Coles is confident that the grid will be able cope with that increase — not least because of technological advances that have enabled much closer integration between computer centres. “Networking has come on very quickly in the past 10 years,” he says — “more than we thought.” Just last year, for example, CERN expanded the capability of its data centre, which is at the limits of available space and power, by linking it up with a facility in Budapest through two fibres that transfer data at 100 gigabits per second. From an operations point of view, says Coles, it is just like having the machines in the room next door.
But the data onslaught will not stop there. Planned upgrades to the LHC will send its data output soaring to 110 petabytes a year by the early 2020s, and, eventually, to as much as 400 petabytes a year. “We currently have no way to deal with this,” says Coles. Making matters worse, computer chip speeds are stagnating. The best commercial chips now available often contain two, four or eight processors to boost their power. Future chips are likely to have even more. But the code that runs the LHC was written to be run on one processor at a time, says Coles. Finding ways to run data analysis on many processors in parallel would mean rewriting 15 million lines of code written by thousands of people over many years.
Still, when CERN physicists needed a better way to share information in the late 1980s, the result was the World Wide Web. And when they needed a better way to access computer resources back in the 1990s, they invented the world's largest computing grid. The LHC scientists seem confident that they will invent a way around this problem as well.
Lamont seems to feel similarly confident when he talks about the 'next big collider' in particle physics.
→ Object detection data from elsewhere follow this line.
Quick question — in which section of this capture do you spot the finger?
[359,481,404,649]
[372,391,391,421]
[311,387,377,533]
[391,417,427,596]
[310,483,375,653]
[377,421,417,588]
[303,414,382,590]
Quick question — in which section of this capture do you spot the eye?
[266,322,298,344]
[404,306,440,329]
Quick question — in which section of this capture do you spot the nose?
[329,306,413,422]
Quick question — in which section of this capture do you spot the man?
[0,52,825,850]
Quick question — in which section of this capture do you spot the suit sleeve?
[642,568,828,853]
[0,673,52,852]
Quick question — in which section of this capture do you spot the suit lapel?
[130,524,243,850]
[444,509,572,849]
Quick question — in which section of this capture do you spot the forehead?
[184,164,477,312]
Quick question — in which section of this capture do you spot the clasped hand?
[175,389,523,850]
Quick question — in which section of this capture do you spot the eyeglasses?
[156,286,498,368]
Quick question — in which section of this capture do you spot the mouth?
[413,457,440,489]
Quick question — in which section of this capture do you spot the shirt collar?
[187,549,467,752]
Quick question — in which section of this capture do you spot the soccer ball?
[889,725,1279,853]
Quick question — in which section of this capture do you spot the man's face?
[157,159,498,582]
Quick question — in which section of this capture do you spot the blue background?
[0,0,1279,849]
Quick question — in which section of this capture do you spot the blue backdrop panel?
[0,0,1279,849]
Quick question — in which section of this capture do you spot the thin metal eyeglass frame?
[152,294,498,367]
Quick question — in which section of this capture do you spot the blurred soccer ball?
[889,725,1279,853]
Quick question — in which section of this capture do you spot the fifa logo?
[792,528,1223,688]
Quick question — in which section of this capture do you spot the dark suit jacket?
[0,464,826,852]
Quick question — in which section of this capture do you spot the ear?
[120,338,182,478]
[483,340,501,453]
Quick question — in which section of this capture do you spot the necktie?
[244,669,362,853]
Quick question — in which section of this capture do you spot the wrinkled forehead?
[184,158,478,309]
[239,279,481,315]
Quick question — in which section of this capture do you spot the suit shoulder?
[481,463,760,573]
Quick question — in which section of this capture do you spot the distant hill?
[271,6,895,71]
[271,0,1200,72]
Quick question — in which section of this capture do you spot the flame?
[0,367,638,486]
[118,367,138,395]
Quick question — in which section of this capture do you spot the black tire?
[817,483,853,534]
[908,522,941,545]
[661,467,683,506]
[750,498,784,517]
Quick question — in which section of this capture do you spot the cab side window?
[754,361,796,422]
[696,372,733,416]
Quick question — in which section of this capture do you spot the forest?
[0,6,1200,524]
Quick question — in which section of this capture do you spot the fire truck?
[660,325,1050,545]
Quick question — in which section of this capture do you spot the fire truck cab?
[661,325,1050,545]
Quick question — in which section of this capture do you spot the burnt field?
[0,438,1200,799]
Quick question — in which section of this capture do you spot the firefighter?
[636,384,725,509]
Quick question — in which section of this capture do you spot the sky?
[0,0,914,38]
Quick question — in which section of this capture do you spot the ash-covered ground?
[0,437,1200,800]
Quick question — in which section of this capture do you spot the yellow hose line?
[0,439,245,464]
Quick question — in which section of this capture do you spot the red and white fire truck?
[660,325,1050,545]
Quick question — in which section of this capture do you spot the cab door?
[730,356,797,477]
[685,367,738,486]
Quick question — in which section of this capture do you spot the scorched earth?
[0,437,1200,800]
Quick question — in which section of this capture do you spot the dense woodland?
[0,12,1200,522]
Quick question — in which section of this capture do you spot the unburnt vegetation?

Although CERN just celebrated its sixtieth anniversary, and the LHC still has another 20 years of proton smashing to go, the laboratory is exploring the feasibility of a collider 80–100 kilometres around that would drill even deeper into the structure of matter (see Nature 503, 177; 2013). Lamont says that he would be lucky to see such a machine built during his lifetime, but he points out that the LHC, which came online for the first time in 2008, was first sketched out in 1984. “We've got to start thinking about the next machine now,” he says.